“Kendini üç kelimeyle anlat” diyor karşımdaki koltukta oturan yabancı. Ben kadim dostum kara kapaklı defterime bile metaforlarla anlatmışım kendimi hep. Kendini bu dünyadan üç kelimeyle öyle hemencecik anlatabilmek mümkün mü? Susuyorum, anlatamıyorum. Hiç kendim olmamışım gibi. Ya da kendi’liğin lafını ede ede iyice uzak iyice bigane kalmışım. Her ne olmuşsa…
Ama artık şunu biliyorum ki; ben ben olamayacaksam eğer, ben bir başkası hiç olamam, olmamalıyım. Bu kadarı yeterlidir, aradığını bir başkasının yüzünde aramanın; bu kadarı yeterlidir, kaybolmanın. Ne kadar kaybolsan ve nerelere kaybolsan, bulundun. Hiç ağlamaman gereken yerlerde hıçkırarak ağladın. Şaşırmasınlar halime diye sakladın gözyaşlarını, bu sefer daha çok şaşırdılar. Çünkü bir şeyler bu kadar sakince gerçekleşemezdi senin olduğun bir yerde. Sen kimsin? Anlat bakalım kendini, dediler. Susuverdin, susakaldın. Susa-yazdın hem de suya-yazdın. Suya yazdın. Sadece yazdın. Anlatmadın bile, anlatamadın. Su anlar mı, dedin. Su olsa anlardı, ay anlar mı dedin? Ay; aylar ve yıllar boyunca dinlemişti derdini.

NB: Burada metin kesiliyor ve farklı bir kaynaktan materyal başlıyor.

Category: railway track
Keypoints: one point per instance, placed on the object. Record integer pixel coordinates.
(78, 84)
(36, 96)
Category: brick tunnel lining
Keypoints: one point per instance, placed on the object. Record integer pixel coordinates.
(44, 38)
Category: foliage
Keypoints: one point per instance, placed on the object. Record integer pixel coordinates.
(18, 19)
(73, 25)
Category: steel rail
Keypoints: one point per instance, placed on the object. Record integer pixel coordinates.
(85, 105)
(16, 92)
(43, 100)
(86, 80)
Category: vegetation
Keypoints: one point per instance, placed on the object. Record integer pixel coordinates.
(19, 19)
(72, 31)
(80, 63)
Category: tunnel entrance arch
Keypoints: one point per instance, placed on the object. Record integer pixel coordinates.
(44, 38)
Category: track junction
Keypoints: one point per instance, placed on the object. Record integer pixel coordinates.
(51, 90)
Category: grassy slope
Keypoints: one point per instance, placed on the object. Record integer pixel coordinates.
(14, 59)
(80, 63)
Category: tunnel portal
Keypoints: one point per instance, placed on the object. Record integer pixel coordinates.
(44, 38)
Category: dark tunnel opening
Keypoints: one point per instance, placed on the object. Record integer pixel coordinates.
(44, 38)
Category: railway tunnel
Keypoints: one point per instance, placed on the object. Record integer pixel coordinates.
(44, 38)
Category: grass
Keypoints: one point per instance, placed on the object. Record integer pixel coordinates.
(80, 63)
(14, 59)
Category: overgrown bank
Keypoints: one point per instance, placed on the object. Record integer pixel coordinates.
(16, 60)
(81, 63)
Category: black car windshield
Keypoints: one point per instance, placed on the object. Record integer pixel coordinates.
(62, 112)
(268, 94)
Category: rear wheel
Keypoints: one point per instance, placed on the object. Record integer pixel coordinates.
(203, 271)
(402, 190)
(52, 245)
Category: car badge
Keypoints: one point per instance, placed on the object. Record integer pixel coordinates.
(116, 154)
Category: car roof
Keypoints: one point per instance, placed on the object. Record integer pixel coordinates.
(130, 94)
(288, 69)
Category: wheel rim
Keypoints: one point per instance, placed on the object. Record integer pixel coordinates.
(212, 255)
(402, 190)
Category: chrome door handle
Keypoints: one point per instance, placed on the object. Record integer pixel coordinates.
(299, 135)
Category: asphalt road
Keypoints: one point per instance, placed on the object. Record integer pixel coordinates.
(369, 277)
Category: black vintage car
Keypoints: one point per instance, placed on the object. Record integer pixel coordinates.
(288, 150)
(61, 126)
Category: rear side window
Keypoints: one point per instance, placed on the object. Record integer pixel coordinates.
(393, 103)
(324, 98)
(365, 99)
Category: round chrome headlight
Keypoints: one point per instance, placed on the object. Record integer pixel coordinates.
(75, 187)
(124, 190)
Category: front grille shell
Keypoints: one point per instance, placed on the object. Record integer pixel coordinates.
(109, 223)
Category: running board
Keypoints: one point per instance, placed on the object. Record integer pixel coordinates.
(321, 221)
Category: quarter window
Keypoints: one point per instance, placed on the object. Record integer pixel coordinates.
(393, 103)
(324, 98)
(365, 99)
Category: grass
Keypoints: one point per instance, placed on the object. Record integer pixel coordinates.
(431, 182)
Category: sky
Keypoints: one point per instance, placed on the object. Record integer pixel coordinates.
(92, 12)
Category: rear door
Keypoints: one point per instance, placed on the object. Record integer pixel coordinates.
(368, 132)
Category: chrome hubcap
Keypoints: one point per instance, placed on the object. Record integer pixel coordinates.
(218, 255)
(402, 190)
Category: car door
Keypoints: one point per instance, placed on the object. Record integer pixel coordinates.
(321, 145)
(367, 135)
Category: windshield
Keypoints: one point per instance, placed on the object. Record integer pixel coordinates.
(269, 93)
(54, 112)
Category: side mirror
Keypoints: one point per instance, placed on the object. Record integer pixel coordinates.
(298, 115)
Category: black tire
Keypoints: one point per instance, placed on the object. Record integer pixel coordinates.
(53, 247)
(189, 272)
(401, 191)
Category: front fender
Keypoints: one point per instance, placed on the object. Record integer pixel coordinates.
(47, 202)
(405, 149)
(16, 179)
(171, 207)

Ay olsa anlardı da, ay sandığın o yüzler kim bilir kimin ışığını çalıp senin geceni seni kandırarak aydınlatıyordu… Kim bilir? Yine çok karamsar oldun mu diyorlar? Karamsarsın diye kızan ve ama herhangi bir teselli vermekten de uzak olan; dost değildir. Olamaz bence. Anlıyorsun kimin dost, kiminse öylece dümdüz insan, sokaktan gelip geçen insanlardan bir insan olduğunu. Anlıyorsun da konuşamıyorsun işte. Bazı dilleri anlıyorsun da, konuşamıyorsun. Ben konuşsam da onlar anlamayacaklar diyorsun. Çünkü onlar anlamayan ve ama konuşan; mütemadiyen konuşan tarafa denk düşüyorlar.
Peki kim olduğunu söyleyecek misin bunca laf kalabalığından sonra? Unuttun mu? “Başkaları seni nasıl tanımlar?” Yeni bir soru daha soruyor karşımdaki yabancı. En iyisi bunu o başkalarına sormak. Beni üç kelime ile anlatın, diyerek. Sonra da kendine sormak. Hayır, önce kendine soracaktın. Peki nasıl soracaksın? Vazgeçemediğin hüzünlerini mi referans alacaksın, küçük mutluluklarını mı? Bu sefer mutluluklarımıza doğru salınalım mı sevgili sarkacım? Hüzün faslında yeterince eğleştik.
Belki de mutlulukları tanımlıyordur bir insanı, hiç değilse şimdi biz bu fasıldayız. Mutluluk demeye korkuyorum aslında, sevinç diyeyim daha az iddialı olsun. Beni sevindiren ya da sevdiğim ne çok şey varmış meğer. Mesela, akşamüzeri yürüyüşlerini severim. Güneşin ufukta kayboluvermesiyle faniliğimi hatırlamayı severim. Ay’ı severim, hem de ne çok severim. Halden hale geçmesi ile ay’ın, insanoğlunun da her daim halden hale geçtiğini hatırlarım. Günden güne bile değil, andan ana değiştiğini, bir an’ının bir an’ını tutmadığını görürüm ay’ın yüz çizgilerinde. Yine ay’ın yüz çizgilerinde, alnıma henüz yerleşmemiş çizgileri görürüm. Alnıma henüz yerleşmemiş çizgilerde düşe kalka yürüyen, ama her düşüşte mutlaka doğrulan ve yürümeye devam eden kelimeleri görürüm. Aslında duyarım. Bilmiyorum ki ben daha çok görür müyüm, yoksa duyar mıyım? Bunu bile bilmiyorum.
Kelimelerimi seviyorum. Kelimeleri seviyorum. Ama üç kelimeyle anlatabilmek için bazı şeyleri, çok küçüğüm. Bana müsaade karşımdaki yabancı, sıradakini alabilirsiniz.